MCP Webscan Server

By MCP-Mirror GitHub

Mirror of

mcp webscan

Overview

what is MCP Webscan Server?

MCP Webscan Server is a Model Context Protocol (MCP) server designed for web content scanning and analysis, providing tools for fetching, analyzing, and extracting information from web pages.

how to use MCP Webscan Server?

To use the MCP Webscan Server, clone the repository, install dependencies, and start the server. You can then utilize various tools to fetch pages, extract links, crawl sites, check links, find patterns, and generate sitemaps.
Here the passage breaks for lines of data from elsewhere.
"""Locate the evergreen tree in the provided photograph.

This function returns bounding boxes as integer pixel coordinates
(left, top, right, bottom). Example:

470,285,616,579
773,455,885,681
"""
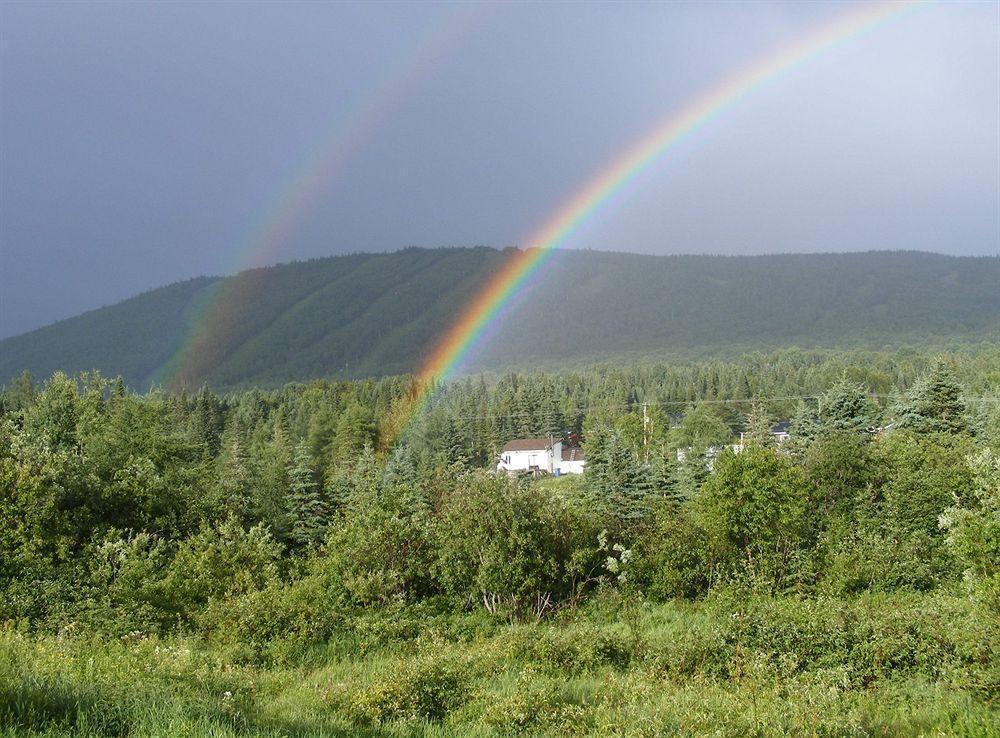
287,440,330,546
896,359,969,433
819,378,879,432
key features of MCP Webscan Server?

Page Fetching: Convert web pages to Markdown for easy analysis
Link Extraction: Extract and analyze links from web pages
Site Crawling: Recursively crawl websites to discover content
Link Checking: Identify broken links on web pages
Pattern Matching: Find URLs matching specific patterns
Sitemap Generation: Generate XML sitemaps for websites

use cases of MCP Webscan Server?

Analyzing web content for research purposes
Checking for broken links on websites
Generating sitemaps for SEO optimization
Extracting specific data from web pages for data analysis

FAQ from MCP Webscan Server?

What is the main purpose of MCP Webscan Server?

The main purpose is to provide tools for web content analysis and information extraction.

Is MCP Webscan Server free to use?

Yes! It is open-source and free to use.

What technologies are required to run MCP Webscan Server?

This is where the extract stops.